Stellt euch mal die unwahrscheinliche Situation vor, dass es noch jemanden gibt, der noch nie von euch gehört hat :) Wie würdet ihr ihm in einem Satz von euch überzeugen und euren Stil beschreiben?

Hallo Fremder, bitte nimm dir doch ein kühles Bier, wir sind die netten Jungs von nebenan und spielen Melodic Doomed Metal.

Eure Homepage führt den nächsten Gig von euch erst für den 15. April 2011 an. Für jemanden wie mich, der euch noch nie gesehen, leider ein bißchen wenig. Habt ihr noch andere Pläne oder spielt ihr einfach nicht gerne live? Und was erwartet einen, wenn man euch noch nie livehaftig erlebt hat?

Ja, da geht zur Zeit recht wenig, das stimmt. Wir haben zwar auch den einen oder anderen Gig absagen müssen, aber die Nachfrage ist zur Zeit leider nicht besonders hoch. Ich muss zugeben, dass wir von alleine unsere Ärsche auch nicht wirklich hoch bekommen. Aber Livemuffel sind wir eigentlich nicht. Ich umschreibe unsere Faulheit eigentlich sehr gern so, dass ich sage, wir sind halt ´ne Liverarität.
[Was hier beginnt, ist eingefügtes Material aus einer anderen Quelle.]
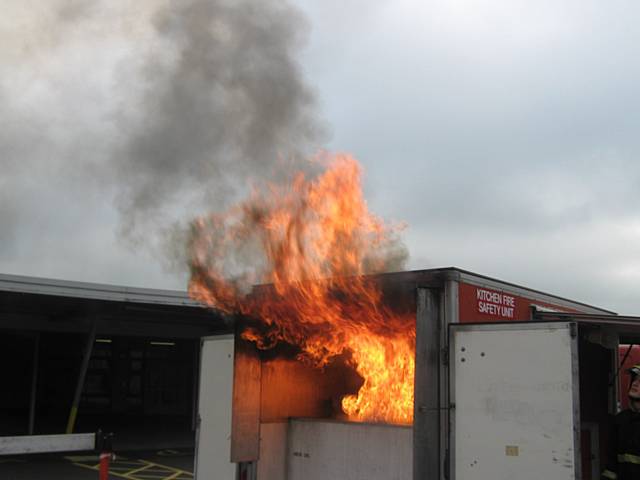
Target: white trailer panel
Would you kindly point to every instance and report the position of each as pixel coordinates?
(325, 449)
(213, 443)
(515, 393)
Immerhin besser, als wenn uns die Leute zu schnell satt haben. Ich hoffe, du kommst auch mal in den Genuss, uns live zu erleben. Wir bieten zwar nichts Spektakuläres, aber dafür siehst du eine durch und durch ehrliche Band. Bei uns würdest du sogar im Proberaum Spaß haben. Komm doch einfach mal vorbei, wir proben immer dienstags, haha.

Was wollt ihr noch mit DOOMSHINE erreichen? Gewisse Bands haben da ja einen Masterplan. Ihr auch, oder agiert ihr eher aus dem Bauch heraus und lasst die Zukunft einfach auf euch zukommen?

Masterplan bei DOOMSHINE? Um Himmels Willen… Das ist ja wie AC/DC mit Metalcore Einflüssen. Nee nee, vergiss es. Wir sind schon froh, dass dieser Haufen in Form von DOOMSHINE irgendwie funktioniert.

So, das war's von meiner Seite! Vielen Dank für das Interview, die obligatorischen „letzten Worte“ gehen nun an euch.

Vielen Dank für die netten Fragen. Wir wünschen euch alles Gute, in eurem kleinen, blutigen Kämmerlein.